自然には人を癒したり、元気にする不思議な魅力がある。しかし、そんな自然には少し怖いところもある。

 筆者の趣味はバイク。学生の頃は北海道の大学に通っていたこともあり、よく自然の中をバイクで駆けていた。今回は夏の夜通しのツーリングで体験した、摩訶不思議なできごとを紹介する。

■真夜中の湖と不思議なコンビニ

 大学2年生の夏休み、バイクの納車に合わせて札幌から函館までツーリングに出かけることにした。

 札幌でバイクをピックアップしたのち、小樽までツーリングし1泊して帰ろうと考えていたが空いている宿がなく、仕方なくそのまま函館まで約300kmを走り帰宅することにした。出発した時点で時刻は18時。今思えば無謀だったのだが、当時は若く体力もあったので特に不安もなく出発した。
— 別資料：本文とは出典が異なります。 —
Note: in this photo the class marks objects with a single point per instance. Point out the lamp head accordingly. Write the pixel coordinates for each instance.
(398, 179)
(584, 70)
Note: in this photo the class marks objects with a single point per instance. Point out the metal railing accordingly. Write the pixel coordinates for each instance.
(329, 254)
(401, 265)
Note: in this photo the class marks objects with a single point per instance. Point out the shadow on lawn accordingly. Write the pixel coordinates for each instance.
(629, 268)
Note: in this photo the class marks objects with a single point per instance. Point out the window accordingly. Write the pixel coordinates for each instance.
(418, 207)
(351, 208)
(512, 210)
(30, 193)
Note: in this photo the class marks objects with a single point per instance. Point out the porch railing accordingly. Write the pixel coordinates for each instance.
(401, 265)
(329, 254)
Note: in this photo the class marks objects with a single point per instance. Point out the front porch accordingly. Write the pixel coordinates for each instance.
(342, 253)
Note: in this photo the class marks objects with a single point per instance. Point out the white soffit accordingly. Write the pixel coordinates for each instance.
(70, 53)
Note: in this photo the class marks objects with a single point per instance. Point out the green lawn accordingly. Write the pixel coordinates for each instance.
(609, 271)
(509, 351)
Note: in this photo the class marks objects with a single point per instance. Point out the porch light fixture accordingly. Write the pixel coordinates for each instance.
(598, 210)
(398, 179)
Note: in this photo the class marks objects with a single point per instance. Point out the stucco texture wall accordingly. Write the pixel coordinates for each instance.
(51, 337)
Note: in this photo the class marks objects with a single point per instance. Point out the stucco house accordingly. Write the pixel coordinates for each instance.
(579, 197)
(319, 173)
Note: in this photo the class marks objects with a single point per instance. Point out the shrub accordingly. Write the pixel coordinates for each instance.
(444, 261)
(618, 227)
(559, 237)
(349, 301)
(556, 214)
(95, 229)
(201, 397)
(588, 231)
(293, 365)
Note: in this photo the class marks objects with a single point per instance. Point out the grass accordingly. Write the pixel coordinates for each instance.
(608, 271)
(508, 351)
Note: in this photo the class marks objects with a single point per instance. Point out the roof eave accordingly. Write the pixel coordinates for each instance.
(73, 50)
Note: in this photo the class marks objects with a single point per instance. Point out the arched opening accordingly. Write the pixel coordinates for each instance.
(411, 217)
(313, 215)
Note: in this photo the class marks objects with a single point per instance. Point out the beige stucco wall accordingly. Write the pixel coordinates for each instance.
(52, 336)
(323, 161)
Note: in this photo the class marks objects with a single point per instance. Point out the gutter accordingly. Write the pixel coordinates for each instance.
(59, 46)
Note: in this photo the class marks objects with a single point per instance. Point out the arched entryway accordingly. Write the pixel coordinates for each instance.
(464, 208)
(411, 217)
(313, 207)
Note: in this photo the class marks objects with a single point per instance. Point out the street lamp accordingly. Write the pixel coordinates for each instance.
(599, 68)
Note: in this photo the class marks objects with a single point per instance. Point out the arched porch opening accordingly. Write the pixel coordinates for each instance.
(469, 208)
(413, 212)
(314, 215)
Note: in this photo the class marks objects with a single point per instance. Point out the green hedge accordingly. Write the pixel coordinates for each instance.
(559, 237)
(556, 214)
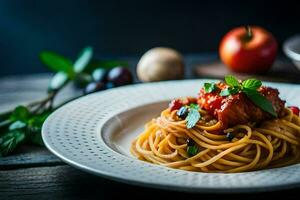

 ツーリングをはじめてしばらく経った頃、時刻は午前2時を回ったあたりだった。安定した天候のもと、一本道の山道を気分よく進んでいたところ、急に辺りに霧が立ち込めてきた。

 たちまち霧が濃くなり視界不良に陥ったため、バイクを路肩に停めた。ふと辺りを見渡すと、湖が見えた。星明りと霧が湖を囲む美しい風景だったのだが、なぜか同時に恐怖感を覚え、このままここにいるのはよくないと感じゆっくり走行を再開した。

●霧の中コンビニで夜食を購入

購入した夜食。お腹が空いていたのでおいしかった

 霧の中をゆっくり走っていると、コンビニが現れた。疲れもあったので休憩がてらコンビニに立ち寄り、夜食を購入することにした。辺りには筆者を除いて人や車の姿はない。店舗は多少年季が入っているものの、よくある田舎のコンビニだ。そこで、おにぎりとカップヌードルを購入した。店員は若めの男性だったのを覚えている。

 コンビニを出て駐車場で夜食を食べようとしたところ、今度は急に辺りが暗くなった。振り返ってみると、さっき入ったコンビニの電灯が消え、店員の姿も見当たらない。幸い看板の電灯はついていたので、その灯と月明りでそのまま駐車場で夜食を食べることにした。その際、せっかくなので記念に写真撮影をし、食事を終えたのちツーリングを再開した。 

 再出発すると霧はすっかり晴れており、無事に自宅に到着。不思議な体験だったなと思ったが、特に気にすることもなかった。